Why can't we take the contrapositive of the last premise and get: NOT allow LOA -> find out? Since the conclusion is Quit --> find out, I had been trying to connect "NOT allow" to "Quit Job" (NOT allow --> Quit). Why doesn't this work?

[zen]

Hey everyone. This is a tough question but utilizing your process of elimination skills will make it considerably easier.

Most of the Answer Choices can be eliminated without even worrying about the conditional logic.

Check it out:

(A)- Inform on her?? We have no info about how they could find out! Not to mention this is irrelevant to the conclusion.

(B)- The reason? WDGAF about her reasons!

(C)- This tempted me for a sec but then I reread and realized, "how do we know this prestigious university is a competitor of Technocomp?? We don't. Technocomp doesn't even sound like a university from a common sense standpoint but either way, we don't know these two institutions are in competition.
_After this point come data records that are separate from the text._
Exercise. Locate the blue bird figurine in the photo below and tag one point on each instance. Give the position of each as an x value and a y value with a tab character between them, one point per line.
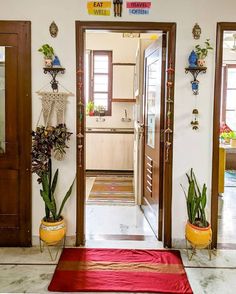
192	59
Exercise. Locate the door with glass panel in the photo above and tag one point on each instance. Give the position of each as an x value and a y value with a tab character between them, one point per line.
154	123
15	139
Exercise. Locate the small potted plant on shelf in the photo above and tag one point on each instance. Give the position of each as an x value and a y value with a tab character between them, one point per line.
202	52
198	230
233	139
45	141
48	53
90	108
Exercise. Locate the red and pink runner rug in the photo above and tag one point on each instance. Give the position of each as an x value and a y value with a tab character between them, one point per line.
120	270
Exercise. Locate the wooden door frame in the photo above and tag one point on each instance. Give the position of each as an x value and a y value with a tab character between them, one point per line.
221	27
81	27
23	31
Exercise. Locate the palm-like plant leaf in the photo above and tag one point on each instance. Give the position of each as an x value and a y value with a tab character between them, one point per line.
68	193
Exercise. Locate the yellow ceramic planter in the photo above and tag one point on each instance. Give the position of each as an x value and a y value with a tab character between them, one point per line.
198	237
52	232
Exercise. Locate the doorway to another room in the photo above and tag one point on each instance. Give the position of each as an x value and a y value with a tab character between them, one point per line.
224	152
121	166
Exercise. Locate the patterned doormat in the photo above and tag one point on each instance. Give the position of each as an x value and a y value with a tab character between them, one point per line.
112	190
230	178
120	270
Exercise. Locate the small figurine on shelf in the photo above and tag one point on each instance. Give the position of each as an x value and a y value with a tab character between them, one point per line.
194	122
202	53
192	59
48	53
195	87
56	62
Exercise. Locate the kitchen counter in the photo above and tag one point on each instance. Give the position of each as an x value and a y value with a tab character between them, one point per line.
110	130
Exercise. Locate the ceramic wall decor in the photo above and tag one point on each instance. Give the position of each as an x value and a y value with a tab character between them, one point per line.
53	29
196	31
192	59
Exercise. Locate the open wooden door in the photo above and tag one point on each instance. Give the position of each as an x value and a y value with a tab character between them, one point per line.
15	130
154	124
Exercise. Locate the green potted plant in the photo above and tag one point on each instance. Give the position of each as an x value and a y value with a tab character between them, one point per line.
233	139
198	230
202	52
45	141
48	53
90	108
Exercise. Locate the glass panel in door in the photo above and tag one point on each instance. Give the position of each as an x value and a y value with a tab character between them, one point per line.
2	100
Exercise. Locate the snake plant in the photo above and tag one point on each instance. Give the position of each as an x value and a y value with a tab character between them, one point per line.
46	142
48	194
196	199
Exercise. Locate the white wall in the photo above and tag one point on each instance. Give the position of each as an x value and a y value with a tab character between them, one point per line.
123	51
191	149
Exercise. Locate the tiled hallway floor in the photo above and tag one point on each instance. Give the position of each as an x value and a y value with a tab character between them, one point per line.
29	271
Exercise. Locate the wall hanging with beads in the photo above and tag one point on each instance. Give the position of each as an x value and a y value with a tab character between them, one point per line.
196	66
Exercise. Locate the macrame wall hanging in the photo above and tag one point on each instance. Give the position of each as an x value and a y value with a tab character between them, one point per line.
51	102
53	105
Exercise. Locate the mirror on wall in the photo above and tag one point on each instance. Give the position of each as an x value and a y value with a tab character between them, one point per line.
2	100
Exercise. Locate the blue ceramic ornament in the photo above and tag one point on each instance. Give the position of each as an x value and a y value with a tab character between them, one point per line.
56	62
192	59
(E)- This does not seem to be the case from the info we have in the conclusion! It says when she's offered the fellowship she will have a decision-- whether to take a leave of absence( provided technocomp dosen't find out she got the fellowship) or she can quit! This choice happens after(in a temporal sense) she is offered the fellowship and deals with how she is going to balance her duties to her current employer with the new responsibilities regarding the fellowship! She obviously can't do both at the same time, so she's gonna have to find a way to abstain from her current duties.

Correct Answer:

(D) So if she's offered the fellowship, she can do one of two things in order to do the fellowship: She can take a leave of absence or she can quit. If she'll only quit if Technocomp finds out, we can infer that if she gets the fellowship and they don't find out, she'd just take a leave of absence!

Hope this helps!

[aaronwfrank]

After looking at this again (I originally guessed B), I noticed it's possible to use the key premise method advocated by many instructors.

This isn't a foolproof technique, but in this case "leave of absence" and "allowing a leave of absence" are both missing from the conclusion. The right answer should include one or both of these terms.

We're then left with just (C) and (D). And as many have mentioned, we have no idea whether this university is a Technocomp competitor, which makes it out of scope, and we can rule out (C), leaving (D) as the correct answer.